В столовой было пусто — ни одного человека. За окошечком, откуда, видно, подают еду, кто-то тихо брякал крышками от кастрюлек, а в другом конце столовой был буфет, Рыбкина прошла туда, я — за ней, там стояла тетенька в белой куртке, она улыбнулась нам и спросила:
— Что молодые люди будут кушать?
Я сказал Рыбкиной очень тихо:
— А зачем мы сюда пришли?
— Я очень замерзла, — сказала она. — И я голодная. Я не ела сегодня. А ты?

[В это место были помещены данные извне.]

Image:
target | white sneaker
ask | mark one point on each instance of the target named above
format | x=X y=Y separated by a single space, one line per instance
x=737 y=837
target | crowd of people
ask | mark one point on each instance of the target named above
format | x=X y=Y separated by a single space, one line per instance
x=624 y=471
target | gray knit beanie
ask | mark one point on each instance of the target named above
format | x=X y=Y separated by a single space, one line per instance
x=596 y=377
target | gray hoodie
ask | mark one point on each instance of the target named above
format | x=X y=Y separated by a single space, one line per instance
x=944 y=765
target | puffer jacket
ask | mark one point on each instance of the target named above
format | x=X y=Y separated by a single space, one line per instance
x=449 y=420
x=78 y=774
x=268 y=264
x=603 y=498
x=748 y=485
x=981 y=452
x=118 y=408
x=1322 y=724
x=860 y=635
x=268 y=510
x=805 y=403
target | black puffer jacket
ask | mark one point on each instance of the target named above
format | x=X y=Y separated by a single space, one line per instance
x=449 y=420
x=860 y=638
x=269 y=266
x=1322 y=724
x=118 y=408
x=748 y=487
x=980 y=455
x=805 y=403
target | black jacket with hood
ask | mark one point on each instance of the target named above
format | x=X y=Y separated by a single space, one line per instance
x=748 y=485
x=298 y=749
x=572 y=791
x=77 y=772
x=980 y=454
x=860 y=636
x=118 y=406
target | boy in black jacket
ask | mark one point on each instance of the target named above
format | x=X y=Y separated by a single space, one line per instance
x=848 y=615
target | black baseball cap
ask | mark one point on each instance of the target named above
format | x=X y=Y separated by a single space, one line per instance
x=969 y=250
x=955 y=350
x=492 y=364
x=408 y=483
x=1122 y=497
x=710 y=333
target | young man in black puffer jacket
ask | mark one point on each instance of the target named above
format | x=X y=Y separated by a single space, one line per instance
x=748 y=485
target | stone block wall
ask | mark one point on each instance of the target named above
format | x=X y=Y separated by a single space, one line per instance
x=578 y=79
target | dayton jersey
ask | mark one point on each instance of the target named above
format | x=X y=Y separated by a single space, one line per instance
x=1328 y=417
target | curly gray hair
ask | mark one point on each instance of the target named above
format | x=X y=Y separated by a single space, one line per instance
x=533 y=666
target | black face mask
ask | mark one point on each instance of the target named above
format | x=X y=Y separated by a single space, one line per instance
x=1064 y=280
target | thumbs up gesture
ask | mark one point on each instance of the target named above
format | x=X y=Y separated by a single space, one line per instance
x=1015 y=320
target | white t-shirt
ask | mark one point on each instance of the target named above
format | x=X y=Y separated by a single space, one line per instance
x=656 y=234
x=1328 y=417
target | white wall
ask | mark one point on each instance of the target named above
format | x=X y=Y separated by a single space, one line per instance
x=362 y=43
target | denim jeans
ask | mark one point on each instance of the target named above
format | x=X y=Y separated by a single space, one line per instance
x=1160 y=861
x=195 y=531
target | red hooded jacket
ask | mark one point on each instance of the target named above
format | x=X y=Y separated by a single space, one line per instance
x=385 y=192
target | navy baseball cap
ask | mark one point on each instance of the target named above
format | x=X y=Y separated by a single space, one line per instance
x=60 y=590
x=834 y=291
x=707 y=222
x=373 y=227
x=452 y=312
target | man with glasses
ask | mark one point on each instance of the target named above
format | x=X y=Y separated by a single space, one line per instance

— Я ел, — сказал я. — Я абсолютно сыт.
— Лимонад будешь? — спросила она.
— Буду, — сказал я, хотя мне лимонаду совсем не хотелось, и она купила лимонад и еще пирожок с мясом и пирожное — колечко.
Мы сели за один из пустых столиков, я поглядел сквозь прозрачную занавеску в окне и увидел, как мимо окна, хотя и не быстро, летят желтые листья, а голуби, нахохлившись, так и сидят на толстых каменных перилах.
— Ты, Рыбкина, пей быстрее лимонад — и пошли, а то стемнеет, — сказал я.
— Да я быстренько, — сказала она. — И ты тоже пей. И не называй меня по фамилии, зови Оля.
Мне стало неловко, я опять уставился в окно и тут же заметил, как прямо у меня на глазах начало светлеть, листья понеслись мимо окна быстрее, ветер, я думаю, еще усилился, прогнал прочь тучи, и я снова заторопил Рыбкину идти поскорее, пока не стемнело уже по-настоящему.